McMoRan Exploration Co. said Thursday that it received final approval for its proposed liquefied natural gas (LNG) deepwater project — the Main Pass Energy Hub (MPEH) — to be located offshore Louisiana.
The U.S. Maritime Administration (MARAD) and the U.S. Coast Guard gave the go-ahead for the $1 billion MPEH deepwater port, which will include offshore platforms, regasification facilities, pipelines and on-site storage caverns.
The MPEH terminal would be capable of regasifying LNG at a peak rate of 1.6 Bcf/d, storing 28 Bcf of natural gas in salt caverns and delivering 3.1 Bcf/d, including gas from storage, to the U.S. market.
This is a “very unique project because…no other [offshore LNG] facility has salt cavern storage for natural gas,” said David Landry, vice president of Freeport McMoRan Energy LLC. The LNG facility will sit atop a two-mile salt dome, he noted.
The MPEH project, which will be located 16 miles offshore Louisiana, calls for the construction of a $500 million regasification facility and $500 million in storage and pipeline facilities. McMoRan plans to build a 90-mile, FERC-approved pipeline from offshore Louisiana to onshore Alabama, where it would interconnect with eight interstate pipelines. MPEH also would interconnect with offshore pipelines that would ship regasified LNG ashore to Louisiana.
Landry could not say when construction would begin, but he noted that it would take about 3-3 1/2 years for the LNG project to be built.
In its record of decision, MARAD concluded that construction and operation of the MPEH deepwater port would be in the national interest and consistent with national security and other national policy goals and objectives, including energy efficiency and environmental quality, said New Orleans, LA-based McMoRan Exploration, an independent producer.
McMoRan co-Chairmen James R. Moffett and Richard C. Adkerson called the MARAD decision a “significant development” in the company’s efforts to establish a “new LNG gateway and natural gas delivery system for the U.S. with substantial onsite natural gas storage.”
Last June, the company was forced to amend its application for the offshore Louisiana project to include the use of the more expensive closed-loop technology rather than the open rack vaporization (ORV) technology (see Daily GPI, June 16, 2006). McMoRan took this action after Louisiana Gov. Kathleen Blanco denied the company’s application for the deepwater LNG port, citing concerns about the ORV technology (see Daily GPI, May 9, 2006).
Blanco believed that ORV technology, which uses seawater to warm the chilled LNG, could cause serious future environmental damage to her state’s fisheries. Landry estimated that the closed-loop system, which uses imported gas to warm the LNG, will cost McMoRan an additional $20-$30 million annually.

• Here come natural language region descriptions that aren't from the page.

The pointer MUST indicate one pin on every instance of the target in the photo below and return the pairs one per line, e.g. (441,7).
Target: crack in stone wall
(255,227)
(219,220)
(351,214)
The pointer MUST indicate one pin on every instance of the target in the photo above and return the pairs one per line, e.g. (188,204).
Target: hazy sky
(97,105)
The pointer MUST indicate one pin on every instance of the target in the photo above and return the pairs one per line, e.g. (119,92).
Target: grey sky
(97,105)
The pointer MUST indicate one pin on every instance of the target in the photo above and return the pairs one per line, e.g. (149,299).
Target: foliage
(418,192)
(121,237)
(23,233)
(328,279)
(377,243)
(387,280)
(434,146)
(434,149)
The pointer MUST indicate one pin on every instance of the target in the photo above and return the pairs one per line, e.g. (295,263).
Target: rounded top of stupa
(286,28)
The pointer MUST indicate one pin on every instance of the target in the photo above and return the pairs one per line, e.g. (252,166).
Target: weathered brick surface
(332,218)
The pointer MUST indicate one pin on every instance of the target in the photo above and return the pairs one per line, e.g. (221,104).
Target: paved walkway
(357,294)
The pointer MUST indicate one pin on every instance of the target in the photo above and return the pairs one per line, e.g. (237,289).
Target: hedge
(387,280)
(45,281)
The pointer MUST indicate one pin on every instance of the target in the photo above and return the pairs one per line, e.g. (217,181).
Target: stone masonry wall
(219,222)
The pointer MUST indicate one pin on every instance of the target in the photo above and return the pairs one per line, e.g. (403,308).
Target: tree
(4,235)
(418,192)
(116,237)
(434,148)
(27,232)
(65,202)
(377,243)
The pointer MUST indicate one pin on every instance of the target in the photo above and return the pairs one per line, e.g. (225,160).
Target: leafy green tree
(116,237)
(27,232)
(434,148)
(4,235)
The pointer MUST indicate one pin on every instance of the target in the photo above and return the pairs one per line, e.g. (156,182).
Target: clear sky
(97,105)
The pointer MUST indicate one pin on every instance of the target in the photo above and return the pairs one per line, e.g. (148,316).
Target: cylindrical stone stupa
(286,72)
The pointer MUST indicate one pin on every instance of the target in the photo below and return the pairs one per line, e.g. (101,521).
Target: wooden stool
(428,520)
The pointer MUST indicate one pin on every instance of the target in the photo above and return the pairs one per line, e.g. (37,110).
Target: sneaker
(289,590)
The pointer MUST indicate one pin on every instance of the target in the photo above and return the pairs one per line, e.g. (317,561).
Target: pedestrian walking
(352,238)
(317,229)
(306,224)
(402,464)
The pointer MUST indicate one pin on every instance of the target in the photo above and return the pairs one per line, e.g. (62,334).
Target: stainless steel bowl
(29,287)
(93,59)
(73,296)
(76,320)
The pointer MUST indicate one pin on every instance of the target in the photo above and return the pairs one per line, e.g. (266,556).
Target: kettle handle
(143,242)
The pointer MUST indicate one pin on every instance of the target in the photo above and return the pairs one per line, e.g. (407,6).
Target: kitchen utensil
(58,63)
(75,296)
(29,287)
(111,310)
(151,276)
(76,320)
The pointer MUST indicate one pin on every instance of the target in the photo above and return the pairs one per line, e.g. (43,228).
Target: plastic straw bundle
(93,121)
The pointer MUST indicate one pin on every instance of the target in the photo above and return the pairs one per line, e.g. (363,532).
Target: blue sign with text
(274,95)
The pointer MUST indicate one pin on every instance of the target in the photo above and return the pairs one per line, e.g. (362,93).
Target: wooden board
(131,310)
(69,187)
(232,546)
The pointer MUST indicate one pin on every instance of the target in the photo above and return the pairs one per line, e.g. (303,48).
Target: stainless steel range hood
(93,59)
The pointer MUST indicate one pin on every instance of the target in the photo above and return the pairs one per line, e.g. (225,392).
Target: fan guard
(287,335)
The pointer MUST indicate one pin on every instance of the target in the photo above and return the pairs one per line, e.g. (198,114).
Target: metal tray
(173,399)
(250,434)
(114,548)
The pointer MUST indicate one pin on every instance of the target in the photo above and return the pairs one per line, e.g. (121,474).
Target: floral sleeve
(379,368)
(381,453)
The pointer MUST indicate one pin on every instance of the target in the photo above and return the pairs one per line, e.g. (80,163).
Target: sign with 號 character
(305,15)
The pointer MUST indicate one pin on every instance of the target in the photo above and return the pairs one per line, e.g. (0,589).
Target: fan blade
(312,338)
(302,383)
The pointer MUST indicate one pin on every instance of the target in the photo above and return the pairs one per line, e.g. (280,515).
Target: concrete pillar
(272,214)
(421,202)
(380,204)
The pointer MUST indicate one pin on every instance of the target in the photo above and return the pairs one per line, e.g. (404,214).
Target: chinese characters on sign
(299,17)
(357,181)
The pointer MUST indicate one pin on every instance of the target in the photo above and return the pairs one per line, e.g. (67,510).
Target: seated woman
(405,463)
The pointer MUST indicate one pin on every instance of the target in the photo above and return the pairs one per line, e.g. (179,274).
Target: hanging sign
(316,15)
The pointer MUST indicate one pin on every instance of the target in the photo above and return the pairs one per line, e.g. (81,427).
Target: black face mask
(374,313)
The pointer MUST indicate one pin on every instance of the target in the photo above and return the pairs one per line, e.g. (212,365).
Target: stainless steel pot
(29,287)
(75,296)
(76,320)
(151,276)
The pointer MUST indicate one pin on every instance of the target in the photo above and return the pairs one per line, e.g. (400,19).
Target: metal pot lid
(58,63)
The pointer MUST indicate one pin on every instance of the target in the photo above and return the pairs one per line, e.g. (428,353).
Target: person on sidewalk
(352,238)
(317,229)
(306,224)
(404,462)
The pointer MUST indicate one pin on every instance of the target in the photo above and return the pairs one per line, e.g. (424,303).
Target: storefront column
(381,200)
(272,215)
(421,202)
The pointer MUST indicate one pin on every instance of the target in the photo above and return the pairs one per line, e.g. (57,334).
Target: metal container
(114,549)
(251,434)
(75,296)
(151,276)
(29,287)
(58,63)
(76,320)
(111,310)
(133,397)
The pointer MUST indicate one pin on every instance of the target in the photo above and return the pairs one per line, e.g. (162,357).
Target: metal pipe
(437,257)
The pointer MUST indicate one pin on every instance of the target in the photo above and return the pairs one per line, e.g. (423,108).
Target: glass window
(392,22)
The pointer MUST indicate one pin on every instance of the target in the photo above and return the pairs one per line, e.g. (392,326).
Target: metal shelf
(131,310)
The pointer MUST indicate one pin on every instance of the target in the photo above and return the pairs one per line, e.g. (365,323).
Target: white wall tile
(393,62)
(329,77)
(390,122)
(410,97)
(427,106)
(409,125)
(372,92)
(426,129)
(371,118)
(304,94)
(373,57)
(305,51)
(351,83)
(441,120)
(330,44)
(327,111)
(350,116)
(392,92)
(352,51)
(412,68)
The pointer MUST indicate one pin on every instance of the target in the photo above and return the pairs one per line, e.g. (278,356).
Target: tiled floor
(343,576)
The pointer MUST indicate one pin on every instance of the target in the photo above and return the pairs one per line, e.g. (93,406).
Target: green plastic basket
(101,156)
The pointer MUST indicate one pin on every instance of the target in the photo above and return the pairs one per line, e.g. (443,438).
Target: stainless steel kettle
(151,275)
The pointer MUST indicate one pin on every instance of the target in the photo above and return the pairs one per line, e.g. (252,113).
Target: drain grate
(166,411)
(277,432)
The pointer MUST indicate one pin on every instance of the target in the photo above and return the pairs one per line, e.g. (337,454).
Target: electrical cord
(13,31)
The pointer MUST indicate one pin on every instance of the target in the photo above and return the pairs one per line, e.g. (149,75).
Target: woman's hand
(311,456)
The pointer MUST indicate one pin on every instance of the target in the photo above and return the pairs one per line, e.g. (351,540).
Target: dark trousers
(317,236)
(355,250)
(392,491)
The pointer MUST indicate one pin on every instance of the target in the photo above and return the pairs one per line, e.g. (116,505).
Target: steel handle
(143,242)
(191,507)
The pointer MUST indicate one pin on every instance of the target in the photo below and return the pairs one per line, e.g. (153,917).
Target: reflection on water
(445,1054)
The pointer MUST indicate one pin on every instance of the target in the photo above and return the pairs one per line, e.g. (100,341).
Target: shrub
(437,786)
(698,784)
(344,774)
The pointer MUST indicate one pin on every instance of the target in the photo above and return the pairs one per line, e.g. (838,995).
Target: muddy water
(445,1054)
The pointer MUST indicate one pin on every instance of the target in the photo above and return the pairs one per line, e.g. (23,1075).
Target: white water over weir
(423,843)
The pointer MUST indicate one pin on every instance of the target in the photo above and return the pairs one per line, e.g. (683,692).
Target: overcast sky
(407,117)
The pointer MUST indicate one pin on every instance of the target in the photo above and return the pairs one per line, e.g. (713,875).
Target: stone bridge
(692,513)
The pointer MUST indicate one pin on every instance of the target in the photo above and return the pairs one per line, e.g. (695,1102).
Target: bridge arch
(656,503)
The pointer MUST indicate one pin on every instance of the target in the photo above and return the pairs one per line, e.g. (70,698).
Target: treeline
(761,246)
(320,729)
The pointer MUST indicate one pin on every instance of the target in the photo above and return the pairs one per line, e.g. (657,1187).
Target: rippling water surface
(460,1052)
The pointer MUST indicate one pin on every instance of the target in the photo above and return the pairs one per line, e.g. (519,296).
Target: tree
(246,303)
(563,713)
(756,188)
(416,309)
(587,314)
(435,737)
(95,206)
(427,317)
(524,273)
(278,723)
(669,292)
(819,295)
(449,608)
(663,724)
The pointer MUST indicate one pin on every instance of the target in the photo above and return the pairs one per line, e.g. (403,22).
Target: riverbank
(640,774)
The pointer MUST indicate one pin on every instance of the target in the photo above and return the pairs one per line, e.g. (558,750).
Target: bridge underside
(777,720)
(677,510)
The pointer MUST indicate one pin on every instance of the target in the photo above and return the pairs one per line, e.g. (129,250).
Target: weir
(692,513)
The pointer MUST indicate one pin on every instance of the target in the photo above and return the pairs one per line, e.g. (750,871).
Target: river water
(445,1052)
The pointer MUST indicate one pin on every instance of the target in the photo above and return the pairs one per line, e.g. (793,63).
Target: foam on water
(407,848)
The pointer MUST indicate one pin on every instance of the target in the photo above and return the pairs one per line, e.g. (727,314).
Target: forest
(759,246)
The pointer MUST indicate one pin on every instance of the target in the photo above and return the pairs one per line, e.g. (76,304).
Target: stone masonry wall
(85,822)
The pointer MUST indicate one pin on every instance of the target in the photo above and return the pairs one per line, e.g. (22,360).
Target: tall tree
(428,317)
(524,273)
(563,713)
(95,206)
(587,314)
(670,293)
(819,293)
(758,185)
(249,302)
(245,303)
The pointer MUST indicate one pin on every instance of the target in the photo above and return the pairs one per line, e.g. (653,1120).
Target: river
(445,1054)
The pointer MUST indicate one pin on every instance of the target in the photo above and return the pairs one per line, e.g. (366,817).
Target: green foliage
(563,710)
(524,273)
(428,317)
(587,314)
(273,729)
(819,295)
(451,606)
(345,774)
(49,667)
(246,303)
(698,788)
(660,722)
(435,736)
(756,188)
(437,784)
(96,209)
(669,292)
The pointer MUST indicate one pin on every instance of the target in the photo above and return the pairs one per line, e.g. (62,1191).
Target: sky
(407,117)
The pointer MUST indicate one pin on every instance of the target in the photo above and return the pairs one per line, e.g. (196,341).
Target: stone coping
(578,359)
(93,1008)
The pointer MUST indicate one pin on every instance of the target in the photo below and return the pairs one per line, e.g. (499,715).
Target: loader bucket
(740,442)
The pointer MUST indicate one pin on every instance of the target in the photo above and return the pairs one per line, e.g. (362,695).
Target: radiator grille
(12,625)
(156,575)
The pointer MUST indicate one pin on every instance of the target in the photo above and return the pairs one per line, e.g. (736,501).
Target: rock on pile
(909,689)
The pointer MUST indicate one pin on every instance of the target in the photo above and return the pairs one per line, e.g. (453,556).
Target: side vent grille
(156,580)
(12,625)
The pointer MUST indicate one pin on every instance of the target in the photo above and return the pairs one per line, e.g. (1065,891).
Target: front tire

McMoRan said it is continuing discussions with potential LNG suppliers as well as gas marketers and consumers in the United States to develop commercial arrangements for the facilities. Landry said the company “was not ready” to identify the potential suppliers. Prior to beginning construction, it said it expects to enter into commercial arrangements that would enable McMoRan to finance the $1 billion construction cost of the project on favorable terms.